HVSC got its start in 2004 as an heirloom seed exchange program organized by Gardiner librarian Ken Greene that proved enormously popular and quickly became the center of a discourse around local food, community health, culture and history. In 2008, Greene and his partner Doug Muller took the seed library into cyberspace and the response was phenomenal, leading them to found the company in 2009 and invite 14 artists, all friends of theirs, to illustrate 14 seed packs. The company is now firmly established on a five-acre organic farm in Accord, and the Art Pack program puts out an open call each year inviting artists to tell the story of a seed variety.
Herrick, always intrigued by the plant kingdom, was a wannabe gardener when she'd first discovered the Hudson Valley Seed Company at a Philly garden expo." I immediately gravitated to those seed packs, that merging of art and gardening," she says. "As an illustrator, I was moved by the whole concept. I immediately knew I wanted to get involved. The first one I did was 'Clear Dawn Onion' for an heirloom show. I mean, even the names are so evocative. Clear Dawn Onion. Dragon Carrot. Little Gem Lettuce. You want to tell those stories. They're just too cute, they demand to be illustrated."
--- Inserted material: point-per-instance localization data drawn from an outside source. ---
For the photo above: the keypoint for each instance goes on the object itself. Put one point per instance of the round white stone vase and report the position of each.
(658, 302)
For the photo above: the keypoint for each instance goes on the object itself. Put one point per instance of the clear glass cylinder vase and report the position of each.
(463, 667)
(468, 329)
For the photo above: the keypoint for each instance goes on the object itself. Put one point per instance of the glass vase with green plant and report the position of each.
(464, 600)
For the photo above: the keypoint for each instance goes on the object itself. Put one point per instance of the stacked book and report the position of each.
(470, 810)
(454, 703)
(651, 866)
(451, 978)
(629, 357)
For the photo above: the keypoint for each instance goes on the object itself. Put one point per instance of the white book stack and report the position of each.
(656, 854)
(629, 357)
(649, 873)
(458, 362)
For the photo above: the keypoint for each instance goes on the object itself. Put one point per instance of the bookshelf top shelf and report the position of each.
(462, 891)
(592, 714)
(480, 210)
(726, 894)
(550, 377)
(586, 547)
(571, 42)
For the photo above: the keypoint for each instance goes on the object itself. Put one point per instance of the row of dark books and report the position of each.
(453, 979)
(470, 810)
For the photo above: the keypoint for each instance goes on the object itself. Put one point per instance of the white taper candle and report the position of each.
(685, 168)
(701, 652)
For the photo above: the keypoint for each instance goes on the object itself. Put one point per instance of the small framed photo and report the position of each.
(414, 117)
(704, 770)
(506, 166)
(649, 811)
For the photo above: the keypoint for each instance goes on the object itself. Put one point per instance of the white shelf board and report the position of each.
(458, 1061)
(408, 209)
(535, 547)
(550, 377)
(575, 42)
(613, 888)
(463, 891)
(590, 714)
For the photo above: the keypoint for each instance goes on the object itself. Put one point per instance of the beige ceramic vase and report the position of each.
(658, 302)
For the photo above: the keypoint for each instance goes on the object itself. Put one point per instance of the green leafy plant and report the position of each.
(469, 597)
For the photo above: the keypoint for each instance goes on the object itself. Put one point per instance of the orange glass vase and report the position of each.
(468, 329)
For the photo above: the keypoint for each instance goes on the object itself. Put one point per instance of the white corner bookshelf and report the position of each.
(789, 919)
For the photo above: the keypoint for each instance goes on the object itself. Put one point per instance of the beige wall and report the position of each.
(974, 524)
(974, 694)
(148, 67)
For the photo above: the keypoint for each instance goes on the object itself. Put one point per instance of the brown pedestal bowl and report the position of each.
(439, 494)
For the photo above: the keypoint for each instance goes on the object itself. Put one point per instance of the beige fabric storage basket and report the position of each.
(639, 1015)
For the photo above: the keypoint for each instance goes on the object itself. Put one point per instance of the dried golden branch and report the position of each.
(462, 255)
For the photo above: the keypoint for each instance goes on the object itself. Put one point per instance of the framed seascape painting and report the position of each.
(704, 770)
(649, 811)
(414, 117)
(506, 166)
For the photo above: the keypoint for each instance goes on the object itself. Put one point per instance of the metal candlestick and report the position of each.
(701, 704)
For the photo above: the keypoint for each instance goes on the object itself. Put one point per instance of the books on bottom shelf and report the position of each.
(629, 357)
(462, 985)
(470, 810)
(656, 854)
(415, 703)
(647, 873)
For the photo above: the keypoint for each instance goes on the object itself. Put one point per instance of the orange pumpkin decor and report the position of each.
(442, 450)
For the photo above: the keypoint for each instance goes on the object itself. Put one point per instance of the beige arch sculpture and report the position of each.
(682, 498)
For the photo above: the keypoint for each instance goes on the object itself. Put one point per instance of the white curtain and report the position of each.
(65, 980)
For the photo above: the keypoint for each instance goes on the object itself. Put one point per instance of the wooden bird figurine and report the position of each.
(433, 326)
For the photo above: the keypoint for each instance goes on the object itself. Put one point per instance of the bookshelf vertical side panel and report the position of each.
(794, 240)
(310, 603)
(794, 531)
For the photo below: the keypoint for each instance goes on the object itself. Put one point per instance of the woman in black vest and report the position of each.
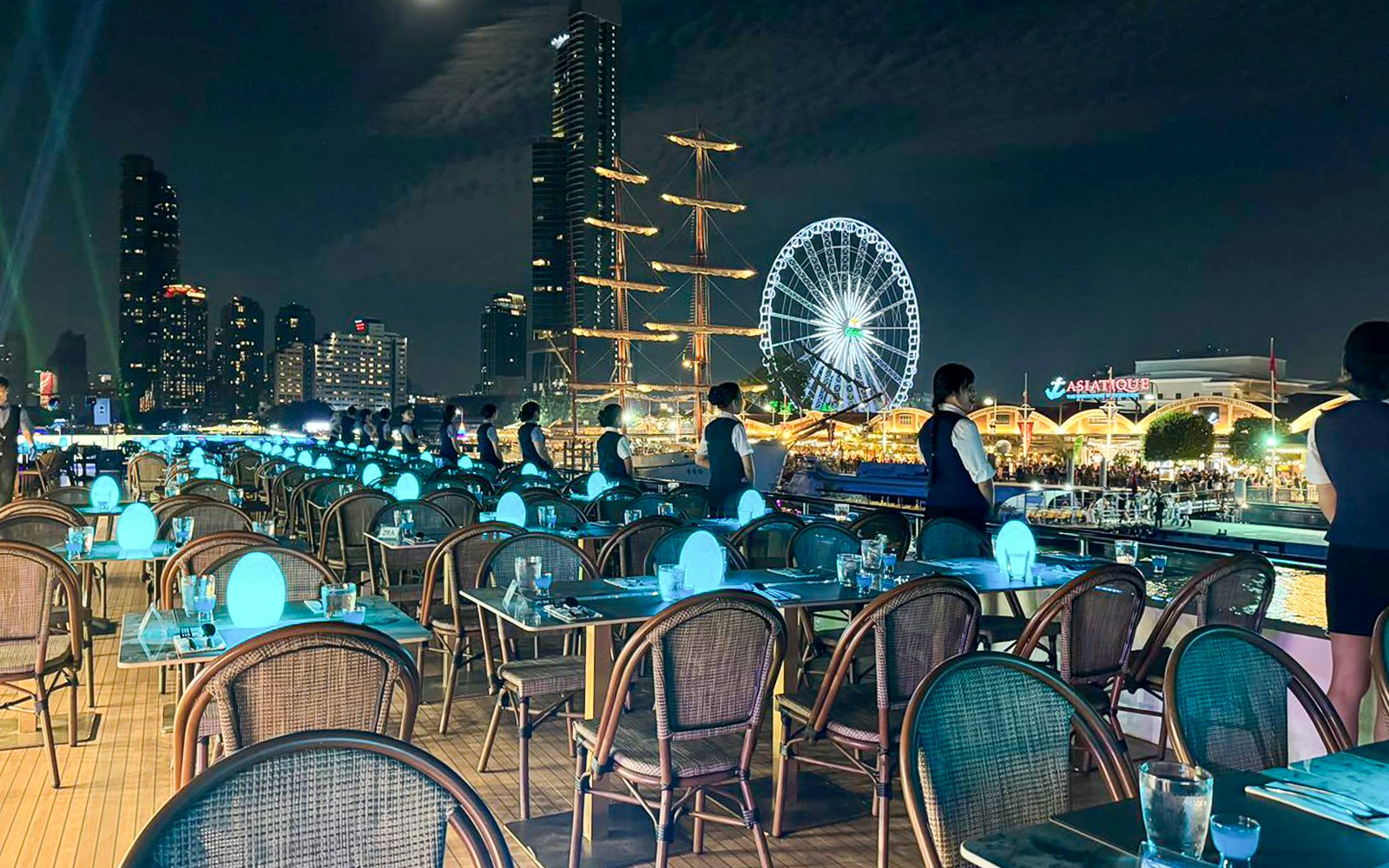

It wasn't the first time she'd been drawn to draw plants. In summer 2015, as a volunteer farmhand and English teacher in Ibaraki, Japan, she discovered a growing affinity. "That was really my first time living with a garden, and I felt compelled to draw all the plants," she says. "There were things we don't have back home. I was enamored with all of it. Drawing plants is so methodical and focused, so up close and personal."
Silver Leaf Sunflower, with its complementary tones evoking precious-metal colors in a living, organic context, gave Herrick the opportunity to play with light in a way she loves to do. "The guidance they offered was perfect," she says. "They said 'We see that you work with light as an aspect of emotion. We'd like to see the light on the leaves and flowers.' It was my choice to do it from behind—I love the bluish-purplish shadows. It's almost that golden-hour quality of light. When we see things at that peak beauty, we see what they really are."